LA guest star du jour, c'est lui, Bernard Thibault. Arrivé en début de matinée, jeudi 10 juin, au 47ème congrès de la CFDT, le secrétaire général de la CGT a été fortement applaudi par les 1.500 militants réunis à Tours. Rien à voir avec ce qui s'était passé il y a pile six mois, le 10 décembre, au congrès de la CGT à Nantes. Bernard Thibault qui, dans un premier temps, avait invité François Chérèque, lui avait au dernier moment conseillé de rester à Paris, de peur que l'opposition cégétiste interne proteste bruyamment contre sa venue.

"Vous ne pouvez pas faire de comparaison entre les différents accueils puisque François Chérèque n'était pas venu, nous répond le responsable de la CGT en jouant sur les mots. Mais je le remercie de cette invitation et de l'accueil chaleureux."

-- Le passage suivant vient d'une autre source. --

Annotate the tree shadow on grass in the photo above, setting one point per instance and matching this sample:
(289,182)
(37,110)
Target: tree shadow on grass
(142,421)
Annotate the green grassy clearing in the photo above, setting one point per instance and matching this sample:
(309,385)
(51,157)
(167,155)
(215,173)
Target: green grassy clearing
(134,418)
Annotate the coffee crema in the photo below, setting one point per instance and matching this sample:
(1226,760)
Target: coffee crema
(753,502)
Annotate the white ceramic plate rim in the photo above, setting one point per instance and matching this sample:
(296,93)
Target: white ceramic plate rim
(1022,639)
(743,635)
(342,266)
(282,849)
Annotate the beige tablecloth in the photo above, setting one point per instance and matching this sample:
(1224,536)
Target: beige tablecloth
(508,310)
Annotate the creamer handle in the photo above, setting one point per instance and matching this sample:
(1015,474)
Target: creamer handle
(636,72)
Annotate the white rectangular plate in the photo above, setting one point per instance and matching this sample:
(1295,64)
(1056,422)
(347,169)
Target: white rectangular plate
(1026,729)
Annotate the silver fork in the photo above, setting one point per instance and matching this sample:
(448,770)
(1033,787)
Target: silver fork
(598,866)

Cette arrivée largement saluée révèle un climat très tendu entre le gouvernement et les syndicats, à propos de la réforme des retraites. Les militants cédétistes n'apprécient guère de voir les mesures du futur projet de loi, distillées au compte-goutte dans la presse, avant la fin de leur congrès et l'arrêt de leurs décisions sur le dossier.

"J'ai le sentiment que le gouvernement est en train d'essayer de pourrir le congrès de la CFDT", a même lancé rageusement François Chérèque.

Alors, dans cette vive ambiance, "les militants reconnaissent en Bernard Thibault, un camarade de combat", analyse Bernard Vivier, directeur de l'Institut supérieur du travail,* venu assister au congrès. Et derrière ces applaudissements, se cachent aussi l'envie d'en finir à jamais avec un précédent souvenir, certes assumé par les militants présents mais toujours douloureux, celui de 2003.

Bernard Thibault est là, les temps ont donc changé. Lors de cette précédente réforme des retraites menée par le gouvernement de Jean-Pierre Raffarin, François Chérèque avait parlé de "compromis acceptable" avant de perdre des dizaines de milliers de militants, alors que Bernard Thibault avait rejeté en bloc la réforme.

 

Interrogé sur l'évolution des positions de François Chérèque à propos des retraites, Bernard Thibault explique sobrement "que les regrets ne servent à rien", que 2003 et 2010 sont "des périodes qui n'ont rien à voir".

Et, de fait, Bernard Vivier remarque qu'aujourd'hui "CFDT et CGT s'emboîtent bien sur la question des retraites. Les deux centrales se complètent plus qu'elles ne s'opposent. La CFDT met plus l'accent sur la pénibilité, la CGT davantage sur la taxation du capital..."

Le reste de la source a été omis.